Chief Roland Willson, of West Moberly First Nation, said his people celebrated the 100th anniversary of Treaty #8 in 2014. One of the provisions is that they will be allowed to use the land about to be submerged by the Site C Dam “as long as the sun shines, the grass grows and the river flows.” This appears to be the Treaty Canada wants to forget.

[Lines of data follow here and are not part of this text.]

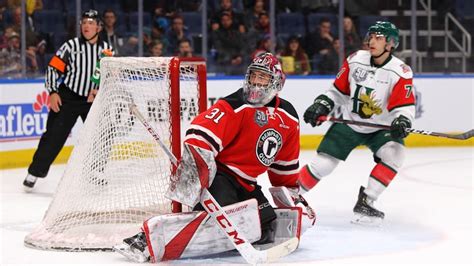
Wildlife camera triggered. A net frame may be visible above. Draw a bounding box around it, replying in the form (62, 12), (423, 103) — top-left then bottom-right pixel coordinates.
(24, 57), (207, 251)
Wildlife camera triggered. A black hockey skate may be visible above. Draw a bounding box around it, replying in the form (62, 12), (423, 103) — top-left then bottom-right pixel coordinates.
(113, 232), (150, 263)
(23, 174), (38, 192)
(352, 187), (385, 225)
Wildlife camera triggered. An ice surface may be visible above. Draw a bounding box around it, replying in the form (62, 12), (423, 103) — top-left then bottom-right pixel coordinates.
(0, 148), (474, 265)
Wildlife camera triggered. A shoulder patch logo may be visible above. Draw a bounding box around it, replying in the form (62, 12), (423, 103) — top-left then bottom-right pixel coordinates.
(254, 110), (268, 127)
(255, 128), (283, 166)
(400, 64), (411, 73)
(336, 67), (346, 79)
(352, 67), (369, 83)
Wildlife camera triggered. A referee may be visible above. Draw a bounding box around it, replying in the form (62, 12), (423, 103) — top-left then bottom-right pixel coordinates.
(23, 9), (112, 192)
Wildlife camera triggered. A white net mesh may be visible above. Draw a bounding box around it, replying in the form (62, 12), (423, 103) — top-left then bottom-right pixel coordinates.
(25, 57), (205, 251)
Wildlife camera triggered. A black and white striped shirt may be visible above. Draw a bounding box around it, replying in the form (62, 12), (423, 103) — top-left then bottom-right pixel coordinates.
(45, 37), (112, 96)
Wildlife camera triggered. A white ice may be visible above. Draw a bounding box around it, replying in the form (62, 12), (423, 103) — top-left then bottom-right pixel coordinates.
(0, 148), (474, 265)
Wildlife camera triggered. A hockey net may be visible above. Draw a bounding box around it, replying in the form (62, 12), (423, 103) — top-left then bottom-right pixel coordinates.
(25, 57), (207, 251)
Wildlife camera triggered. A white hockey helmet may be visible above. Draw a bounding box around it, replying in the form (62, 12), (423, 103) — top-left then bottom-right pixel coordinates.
(243, 53), (286, 106)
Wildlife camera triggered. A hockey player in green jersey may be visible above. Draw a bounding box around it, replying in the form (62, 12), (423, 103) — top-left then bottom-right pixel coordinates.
(298, 21), (415, 224)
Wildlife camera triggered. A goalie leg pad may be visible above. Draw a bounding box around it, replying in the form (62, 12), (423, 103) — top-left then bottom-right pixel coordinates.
(165, 144), (217, 207)
(143, 199), (261, 262)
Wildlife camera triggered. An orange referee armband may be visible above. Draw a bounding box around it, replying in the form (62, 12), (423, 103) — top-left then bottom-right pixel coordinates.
(49, 55), (66, 73)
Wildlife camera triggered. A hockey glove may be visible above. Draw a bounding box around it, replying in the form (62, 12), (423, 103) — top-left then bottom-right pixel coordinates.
(390, 115), (411, 139)
(269, 187), (316, 221)
(303, 94), (334, 127)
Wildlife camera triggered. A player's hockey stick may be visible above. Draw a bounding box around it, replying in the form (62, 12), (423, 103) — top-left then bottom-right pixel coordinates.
(318, 116), (474, 140)
(130, 104), (299, 264)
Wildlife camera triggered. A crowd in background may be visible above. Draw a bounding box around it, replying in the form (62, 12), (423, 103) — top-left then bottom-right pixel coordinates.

It has been eight days since the RCMP gunned down a demonstrator in Dawson Creek. According to the Independent Investigations Office, he “approached officers in an aggressive manner and when he did not comply with directions and commands, he was shot.” It is the latest in a series of actions, which appear to have began with the BC government’s decision to break Treaty #8. Though this aspect of the project is not often talked about, the terms of the treaty seem clear. First Nations were to have use of the lands about to be submerged as long as the sun shines, the grass grows and the river flows. So how is proceeding with Site C not breaking a treaty?
There are many reasons to oppose the proposed Site C dam. It will flood what is reputedly some of the province’s most promising farmland. Most of the inhabitants of the Peace River Area, where the dam would be built, oppose the project. There are alternative energy sources, such as geothermal, which BC Hydro has not explored. The most serious objection, however, is BC may break a treaty if they build the Site C Dam.